A man convicted of brutally torturing a teenager for a year will be paroled from prison unless prosecutors and the local police department have their way.
Anthony Vincent Waiters was convicted in 2011 for the torture of a 16-year-old teenager named Kyle. Waiters was sentenced to life behind bars, but only 11 years later, a parole board voted to set him free.
On December 1, 2008, the victim was able to free himself from his restraints at the home in Tracy, California, a city 60 miles east of San Francisco. He was able to wander into a nearby business and beg people for help while dragging a chain that was around his ankle. He was emaciated from starvation, dirty, and showed numerous signs of torture.
The victim had been shackled to a fireplace in the home of Michael Schumacher and his wife Kelly Lau. His legal guardian, Caren Ramirez, and the Schumachers’ neighbor, Waiters, also participated in the heinous torture of the victim.
Kyle said that he had been frequently beaten, burnt and cut by the four people. In one incident, he testified that Waiters had cut into his forearm with a steak knife while Ramirez held him down, and then they poured bleach, salt, and butter in the wound.
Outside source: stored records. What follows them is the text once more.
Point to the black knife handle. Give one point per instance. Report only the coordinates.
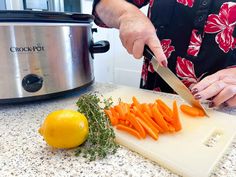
(147, 53)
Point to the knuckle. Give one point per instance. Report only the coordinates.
(230, 90)
(219, 85)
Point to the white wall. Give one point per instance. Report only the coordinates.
(115, 66)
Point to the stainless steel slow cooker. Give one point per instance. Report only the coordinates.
(45, 54)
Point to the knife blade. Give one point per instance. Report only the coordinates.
(172, 80)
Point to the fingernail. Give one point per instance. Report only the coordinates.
(194, 91)
(164, 63)
(211, 104)
(197, 97)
In another incident, Waiters punched the victim’s body while wearing boxing gloves while the victim was chained to the fireplace.
In December 2010, Ramirez was sentenced to 34 years in prison, Schumacher to 30 years, and Lau to 33 years as a part of plea deal.
In March, the parole board said Waiters should be granted parole.
District Attorney Tori Verber Salazar issued a statement vehemently objecting to the release of Waiters.
“Releasing Anthony Waiters on parole is an act of injustice to the victim, our community, and it would also pose a risk to public safety,” said Salazar. “Anthony Waiters took an active part in the torture of a defenseless teenager. This is not a case to grant parole.”
Assistant District Attorney Angela Hayes, the prosecutor in the case, also objected.
“The fact that Anthony Waiters is even being considered for parole is a farce of justice. There is an urgent need to ensure that the punishment is proportionate to the crime,” said Hayes. “Kyle faced terrible circumstances and still bears the physical and emotional scars that [Waiters] left on him. The systems in place to protect and keep children in safe houses once failed Kyle. Granting Anthony Waiters parole would only [fail Kyle] again.”
The Tracy Police Department also thanked community members who spoke out against the parole board releasing Waiters.
“We remain hopeful that Waiters will continue to receive room and board in state prison, not in our community,” said the department in a statement.
The Board of Parole is reconsidering the decision in a “rescission hearing.”